How a long bone grows longer

How a long bone gets longer

The process by which your bones lengthen (during childhood and adolescence) is known as longitudinal bone growth.  It’s more complicated than you might think, so I’ve simplified it here.  There’s a strip of cartilage (the epiphyseal plate, or growth plate) embedded in each end of the bone, and that’s where all the lengthening growth occurs.

Within that plate, a remarkable process occurs.  First, as you might expect, the cartilage cells grow and divide, and this is what actually lengthens the bone.  But next, the cartilage cells essentially commit mass suicide, by creating a chemical “prison” that blocks the entry of nutrients and oxygen.  As the tissue dies it leaves a space behind, where bone cells can come in and add hard bone matrix.  Ultimately, this means the bone lengthens, and the whole “construction team” of cells follows the growth region as it extends further out.  It’s analogous to a road construction crew, where you have workers engaged in all steps of construction, but positioned at different points along the road.

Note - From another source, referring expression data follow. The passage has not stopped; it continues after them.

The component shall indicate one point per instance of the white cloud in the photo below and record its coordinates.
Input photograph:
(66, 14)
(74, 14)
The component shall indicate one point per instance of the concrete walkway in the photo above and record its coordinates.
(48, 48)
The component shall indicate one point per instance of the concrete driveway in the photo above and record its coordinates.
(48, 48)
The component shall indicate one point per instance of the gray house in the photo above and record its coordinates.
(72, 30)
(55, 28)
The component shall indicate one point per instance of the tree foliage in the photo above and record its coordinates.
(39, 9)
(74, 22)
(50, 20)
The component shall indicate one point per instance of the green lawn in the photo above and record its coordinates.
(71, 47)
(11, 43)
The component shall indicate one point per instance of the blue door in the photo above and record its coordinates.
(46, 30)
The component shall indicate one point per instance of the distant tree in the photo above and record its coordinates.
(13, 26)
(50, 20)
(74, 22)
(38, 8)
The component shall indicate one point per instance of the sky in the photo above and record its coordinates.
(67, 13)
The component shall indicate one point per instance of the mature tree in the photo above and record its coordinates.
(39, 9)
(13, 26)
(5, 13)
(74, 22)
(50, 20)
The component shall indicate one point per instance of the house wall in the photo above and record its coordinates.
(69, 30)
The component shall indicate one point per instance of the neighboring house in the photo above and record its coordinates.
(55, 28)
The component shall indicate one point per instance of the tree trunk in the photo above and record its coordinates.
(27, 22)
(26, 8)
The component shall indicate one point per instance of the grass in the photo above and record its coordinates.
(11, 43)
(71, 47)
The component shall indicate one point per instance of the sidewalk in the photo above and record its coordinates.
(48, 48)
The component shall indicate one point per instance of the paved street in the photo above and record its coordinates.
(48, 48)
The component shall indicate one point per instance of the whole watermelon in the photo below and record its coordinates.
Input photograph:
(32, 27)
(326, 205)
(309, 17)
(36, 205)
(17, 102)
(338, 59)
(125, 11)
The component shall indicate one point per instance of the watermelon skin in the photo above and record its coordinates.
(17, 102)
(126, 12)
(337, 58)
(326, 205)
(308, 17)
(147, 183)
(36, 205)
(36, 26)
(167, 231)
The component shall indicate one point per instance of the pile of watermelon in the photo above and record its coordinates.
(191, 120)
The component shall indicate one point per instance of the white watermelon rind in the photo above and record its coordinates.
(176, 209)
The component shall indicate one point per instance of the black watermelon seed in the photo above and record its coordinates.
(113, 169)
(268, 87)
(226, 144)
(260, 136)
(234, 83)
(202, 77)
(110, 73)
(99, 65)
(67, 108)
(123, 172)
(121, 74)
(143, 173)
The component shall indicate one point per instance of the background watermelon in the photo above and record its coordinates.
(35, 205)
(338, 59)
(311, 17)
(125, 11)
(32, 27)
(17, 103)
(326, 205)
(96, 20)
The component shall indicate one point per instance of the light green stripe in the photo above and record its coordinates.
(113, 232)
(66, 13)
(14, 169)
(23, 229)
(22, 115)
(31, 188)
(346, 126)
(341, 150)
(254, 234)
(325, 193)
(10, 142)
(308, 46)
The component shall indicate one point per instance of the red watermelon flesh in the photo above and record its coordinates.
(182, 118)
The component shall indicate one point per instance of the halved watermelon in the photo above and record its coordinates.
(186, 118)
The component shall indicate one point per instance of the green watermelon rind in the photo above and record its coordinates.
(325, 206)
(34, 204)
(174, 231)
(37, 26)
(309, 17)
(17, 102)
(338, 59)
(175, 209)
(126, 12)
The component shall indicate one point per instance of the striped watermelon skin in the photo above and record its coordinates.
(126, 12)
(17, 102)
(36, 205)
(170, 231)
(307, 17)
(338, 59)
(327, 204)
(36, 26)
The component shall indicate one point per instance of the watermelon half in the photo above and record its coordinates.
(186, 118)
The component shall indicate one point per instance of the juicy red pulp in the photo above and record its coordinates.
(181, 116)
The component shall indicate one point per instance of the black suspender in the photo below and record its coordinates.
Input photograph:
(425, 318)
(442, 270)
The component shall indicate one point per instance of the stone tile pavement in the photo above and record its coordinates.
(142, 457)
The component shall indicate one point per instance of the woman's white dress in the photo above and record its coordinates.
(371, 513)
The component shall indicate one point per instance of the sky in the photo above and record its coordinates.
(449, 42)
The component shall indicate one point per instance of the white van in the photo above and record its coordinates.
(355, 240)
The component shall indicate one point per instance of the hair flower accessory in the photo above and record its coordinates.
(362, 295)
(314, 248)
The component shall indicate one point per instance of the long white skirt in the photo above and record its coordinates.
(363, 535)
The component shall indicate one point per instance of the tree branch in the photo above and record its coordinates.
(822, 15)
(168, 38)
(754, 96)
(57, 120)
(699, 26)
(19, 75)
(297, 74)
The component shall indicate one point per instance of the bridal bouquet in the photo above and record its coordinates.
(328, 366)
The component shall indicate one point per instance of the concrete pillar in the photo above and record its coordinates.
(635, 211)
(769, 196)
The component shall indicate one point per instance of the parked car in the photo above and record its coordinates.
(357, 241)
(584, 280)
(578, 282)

But instead of painting a “center line,” the final step for our bone construction team is to lengthen the internal space of the bone.  This is known as the medullary cavity, and it’s there to make the bone lighter, and to house other important tissues (like bone marrow).  A group of “demolition” cells called osteoclasts lives near the end of the medullary cavity and continually eats away at the bone matrix.  This lengthens the medullary cavity, keeping its size in correct proportion, as the bone grows longer.

Why start with cartilage at all?  Unlike bone, cartilage is mostly water so it’s an easy tissue to rapidly assemble during early development.  Later in development, most of this cartilage is replaced by bone, but an important remnant of that early cartilage is the growth plate discussed here, which persists until adult height is reached.